Я скучал в Гандумасе: я считал, что там все наслаждения жизни приносились в жертву строгому моральному принципу. Безрадостность этой жизни не мешала мне гордиться суровостью наших семейных традиций. Жизнь в Париже, где Марсена представляли собой абсолютный нуль, должна была бы, казалось, излечить меня от мании придавать им такую значительность. Но мы, Марсена, уподоблялись некоторым маленьким религиозным общинам, перенесенным в варварские страны, которые, видя вокруг себя миллионы людей, поклоняющихся другим богам, остаются непоколебимыми в своей вере. Так же и мы, будучи перенесены в центр языческого мира, хранили традиции Лимузэна и воспоминания о нашем былом величии.
Даже мой отец, который восхищался Одиль, и тот не мог побороть своего раздражения против нее. Правда, он не выказывал его — для этого он был слишком добр и слишком сдержан. Но я знал его болезненную щепетильность, которую сам унаследовал, и хорошо понимал, как должен он был страдать от манер и тона Одиль.
Когда Одиль касалась в разговоре темы, которая возбуждала ее сомнение или гнев, она говорила горячо, с большой силой, а потом забывала об этом. Это не был тот способ общения между людьми, которому учили нас, Марсена.

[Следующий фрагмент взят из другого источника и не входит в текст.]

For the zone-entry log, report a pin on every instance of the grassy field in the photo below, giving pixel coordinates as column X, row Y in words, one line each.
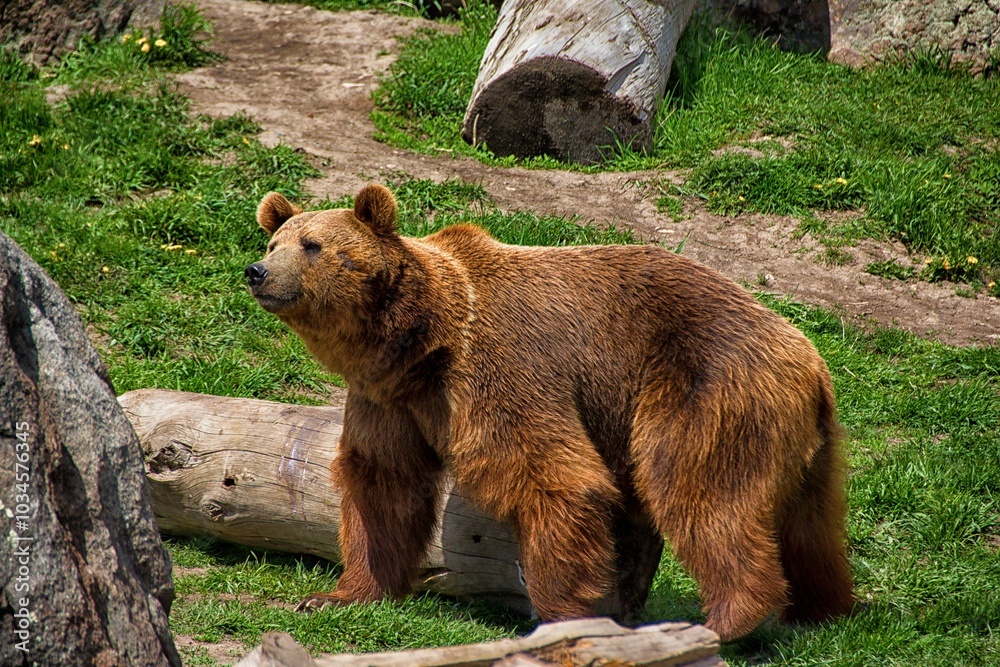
column 914, row 144
column 143, row 213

Когда Одиль говорила мне: «Ваша мать приходила сюда в мое отсутствие и позволила себе делать замечания горничной; я сейчас же позвоню ей и скажу, что я этого не допущу…» — я умолял ее подождать.
— Послушай, Одиль, по существу ты совершенно права, но не пытайся говорить с ней сама. Из этого не выйдет ничего хорошего. Ты только разозлишь ее. Предоставь мне переговорить с ней или, если ты находишь, что так будет лучше (и действительно так будет, пожалуй, лучше), попроси тетю Кору сказать моей матери, что ты не хочешь…
Одиль разражалась смехом:
— Ты не представляешь себе, — говорила она мне, — до чего комична вся ваша семья… Но это не только смешно, это ужасно… Ну да, Дикки, это ужасно, потому что я все-таки люблю тебя меньше, когда вижу эти карикатуры на тебя… Ведь все эти люди, в сущности, твои карикатуры… Я отлично знаю, что по натуре ты не такой, но ты отмечен их печатью.
Первое лето, которое мы провели вместе в Гандумасе, было довольно тяжелое.